Романтизм, так часто неверно понимаемый, есть, в сущности говоря, — и таково правильное его понимание, если рассматривать его только с воинствующей стороны, — либерализм в литературе. Эта истина усвоена почти всеми здравомыслящими людьми, а их немало; и скоро, — ибо дело далеко уже подвинулось вперед, — либерализм в литературе будет не менее популярен, чем либерализм в политике. Свобода искусства, свобода общества — вот та двойная цель, к которой должны единодушно стремиться все последовательные и логично мыслящие умы; вот то двойное знамя, под которым объединяется, за исключением очень немногих людей (они еще поймут), вся нынешняя молодежь, такая стойкая и терпеливая; а вместе с нею — возглавляя ее — и весь цвет предшествовавшего нам поколения, все эти мудрые старики, признавшие, — когда прошел первый момент недоверия и ознакомления, — что то, что делают их сыновья, есть следствие того, что некогда делали они сами, и что литературная свобода — дочь свободы политической. Этот принцип есть принцип века, и он восторжествует.
Сколько бы ни объединялись разные ультраконсерваторы — классики и монархисты — в своем стремлении целиком восстановить старый режим как в обществе, так и в литературе, всякий прогресс в стране, всякий успех в развитии умов, всякий шаг свободы будут опрокидывать их сооружения. И в конечном итоге их сопротивление окажется полезным. В революции всякое движение есть движение вперед. Истина и свобода обладают тем удивительным свойством, что все совершаемое как для них, так и против них одинаково служит им на пользу. После стольких подвигов, совершенных нашими отцами на наших глазах, мы освободились от старой социальной формы; как же нам не освободиться и от старой поэтической формы? Новому народу нужно новое искусство. Отдавая дань восхищения литературе эпохи Людовика XIV, так хорошо приноровленной к его монархии, нынешняя Франция, Франция XIX века, которой Мирабо дал свободу,[2] а Наполеон — могущество, сумеет, конечно, создать свою собственную, особую национальную литературу».[3]
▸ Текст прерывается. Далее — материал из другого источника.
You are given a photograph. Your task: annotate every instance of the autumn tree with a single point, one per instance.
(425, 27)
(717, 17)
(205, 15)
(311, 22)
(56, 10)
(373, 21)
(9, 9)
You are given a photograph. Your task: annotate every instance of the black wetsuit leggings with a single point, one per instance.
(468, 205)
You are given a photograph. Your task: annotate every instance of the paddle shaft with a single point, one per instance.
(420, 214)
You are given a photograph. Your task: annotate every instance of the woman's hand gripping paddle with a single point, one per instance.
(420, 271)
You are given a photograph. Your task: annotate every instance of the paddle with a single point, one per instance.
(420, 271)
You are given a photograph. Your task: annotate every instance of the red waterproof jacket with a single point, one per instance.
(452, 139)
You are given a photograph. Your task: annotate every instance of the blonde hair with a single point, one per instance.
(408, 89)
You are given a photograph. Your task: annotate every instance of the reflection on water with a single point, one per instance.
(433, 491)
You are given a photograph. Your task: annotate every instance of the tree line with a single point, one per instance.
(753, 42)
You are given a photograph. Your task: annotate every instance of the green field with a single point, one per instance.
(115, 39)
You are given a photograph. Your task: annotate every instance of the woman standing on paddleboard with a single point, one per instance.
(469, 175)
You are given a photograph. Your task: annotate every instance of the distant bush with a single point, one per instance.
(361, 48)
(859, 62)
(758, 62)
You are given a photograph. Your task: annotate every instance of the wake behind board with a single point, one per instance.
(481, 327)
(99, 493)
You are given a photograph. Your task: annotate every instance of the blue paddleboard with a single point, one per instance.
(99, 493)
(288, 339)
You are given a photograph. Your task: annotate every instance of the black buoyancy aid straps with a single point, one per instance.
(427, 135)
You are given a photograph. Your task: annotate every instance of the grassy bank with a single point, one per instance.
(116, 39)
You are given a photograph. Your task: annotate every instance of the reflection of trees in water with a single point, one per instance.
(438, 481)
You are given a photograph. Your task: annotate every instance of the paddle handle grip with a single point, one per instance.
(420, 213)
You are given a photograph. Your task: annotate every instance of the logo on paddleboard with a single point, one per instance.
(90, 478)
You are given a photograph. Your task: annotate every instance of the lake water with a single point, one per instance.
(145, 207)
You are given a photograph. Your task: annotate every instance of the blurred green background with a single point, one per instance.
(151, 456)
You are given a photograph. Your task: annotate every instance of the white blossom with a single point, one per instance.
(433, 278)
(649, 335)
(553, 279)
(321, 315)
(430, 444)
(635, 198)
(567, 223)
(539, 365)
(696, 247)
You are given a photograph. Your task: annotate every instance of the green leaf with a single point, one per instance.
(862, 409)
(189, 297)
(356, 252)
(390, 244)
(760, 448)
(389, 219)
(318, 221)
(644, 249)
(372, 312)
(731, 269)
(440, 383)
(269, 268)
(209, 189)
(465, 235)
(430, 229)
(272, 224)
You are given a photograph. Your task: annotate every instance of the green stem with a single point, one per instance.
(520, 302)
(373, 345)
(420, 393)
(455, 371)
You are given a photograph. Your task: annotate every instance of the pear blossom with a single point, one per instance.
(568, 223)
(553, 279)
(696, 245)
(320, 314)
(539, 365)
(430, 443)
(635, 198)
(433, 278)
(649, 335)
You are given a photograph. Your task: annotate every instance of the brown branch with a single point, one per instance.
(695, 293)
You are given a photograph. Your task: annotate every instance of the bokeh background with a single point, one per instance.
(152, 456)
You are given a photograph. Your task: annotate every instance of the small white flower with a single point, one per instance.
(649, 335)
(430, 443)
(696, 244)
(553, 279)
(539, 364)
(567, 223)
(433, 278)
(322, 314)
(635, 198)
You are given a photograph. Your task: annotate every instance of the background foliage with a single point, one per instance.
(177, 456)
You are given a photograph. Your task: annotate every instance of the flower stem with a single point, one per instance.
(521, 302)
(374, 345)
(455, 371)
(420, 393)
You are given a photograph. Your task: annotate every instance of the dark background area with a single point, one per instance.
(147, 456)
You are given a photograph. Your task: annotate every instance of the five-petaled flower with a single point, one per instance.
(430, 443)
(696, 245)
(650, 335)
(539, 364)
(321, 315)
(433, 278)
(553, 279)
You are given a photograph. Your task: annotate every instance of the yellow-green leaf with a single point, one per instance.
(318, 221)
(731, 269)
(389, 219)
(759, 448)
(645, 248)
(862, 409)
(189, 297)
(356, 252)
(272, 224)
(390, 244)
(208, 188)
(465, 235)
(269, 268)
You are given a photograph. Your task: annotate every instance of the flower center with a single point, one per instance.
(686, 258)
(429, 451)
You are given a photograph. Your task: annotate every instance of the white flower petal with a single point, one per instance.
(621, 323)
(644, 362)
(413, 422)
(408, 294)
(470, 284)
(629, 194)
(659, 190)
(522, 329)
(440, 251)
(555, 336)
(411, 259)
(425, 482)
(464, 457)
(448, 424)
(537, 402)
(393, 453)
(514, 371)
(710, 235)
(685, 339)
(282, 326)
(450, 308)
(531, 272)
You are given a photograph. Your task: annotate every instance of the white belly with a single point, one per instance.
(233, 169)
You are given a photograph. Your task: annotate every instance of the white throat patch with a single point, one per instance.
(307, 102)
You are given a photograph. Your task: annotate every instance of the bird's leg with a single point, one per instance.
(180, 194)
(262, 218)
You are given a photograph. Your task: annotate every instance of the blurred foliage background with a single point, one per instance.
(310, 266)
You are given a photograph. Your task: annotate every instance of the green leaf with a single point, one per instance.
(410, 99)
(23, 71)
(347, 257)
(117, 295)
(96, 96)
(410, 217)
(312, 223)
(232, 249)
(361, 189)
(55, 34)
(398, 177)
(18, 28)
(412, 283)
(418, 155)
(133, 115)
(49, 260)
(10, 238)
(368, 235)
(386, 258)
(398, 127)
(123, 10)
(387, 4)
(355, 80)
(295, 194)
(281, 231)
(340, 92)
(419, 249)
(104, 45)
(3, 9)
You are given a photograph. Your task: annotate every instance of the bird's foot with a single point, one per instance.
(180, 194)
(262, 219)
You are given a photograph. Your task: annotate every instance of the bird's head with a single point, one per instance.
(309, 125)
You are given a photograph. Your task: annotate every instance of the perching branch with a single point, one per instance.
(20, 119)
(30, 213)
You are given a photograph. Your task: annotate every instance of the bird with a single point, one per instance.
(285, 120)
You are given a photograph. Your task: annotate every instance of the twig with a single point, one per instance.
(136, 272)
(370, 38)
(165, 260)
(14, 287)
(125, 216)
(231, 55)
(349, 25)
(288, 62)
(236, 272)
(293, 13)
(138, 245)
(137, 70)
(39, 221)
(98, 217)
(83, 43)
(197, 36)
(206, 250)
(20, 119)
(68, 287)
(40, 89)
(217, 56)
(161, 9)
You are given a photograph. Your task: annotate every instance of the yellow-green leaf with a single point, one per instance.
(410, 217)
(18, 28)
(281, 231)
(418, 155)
Да простят автору этой драмы, что он цитирует самого себя; его слова так слабо запечатлеваются в умах, что ему часто нужно повторять их. Впрочем, в наши дни, может быть, и уместно снова предложить вниманию читателей эти две воспроизведенные выше страницы. Не потому, чтобы эта драма сколько-нибудь заслуживала прекрасное наименование нового искусства или новой поэзии, вовсе нет; но потому, что принцип свободы в литературе сделал сейчас шаг вперед; потому, что сейчас совершился прогресс, не в искусстве, — эта драма — вещь слишком незначительная, — но в публике, потому что, по крайней мере в этом отношении, осуществилась сейчас часть предсказаний, которые автор дерзнул сделать выше.
Было в самом деле рискованно так внезапно переменить аудиторию, вынести на сцену искания, доверявшиеся до сих пор только бумаге, которая все терпит; публика, читающая книги, очень отличается от публики, посещающей спектакли, и можно было опасаться, что вторая отвергнет то, что приняла первая. Этого не случилось. Принцип литературной свободы, уже понятый читающим и мыслящим миром, был в столь же полной мере усвоен огромной, жадной только до впечатлений искусства толпой, наводняющей каждый вечер театры Парижа. Этот громкий и мощный голос народа, напоминающий глас божий, повелевает впредь, чтобы у поэзии был тот же девиз, что и у политики: терпимость и свобода.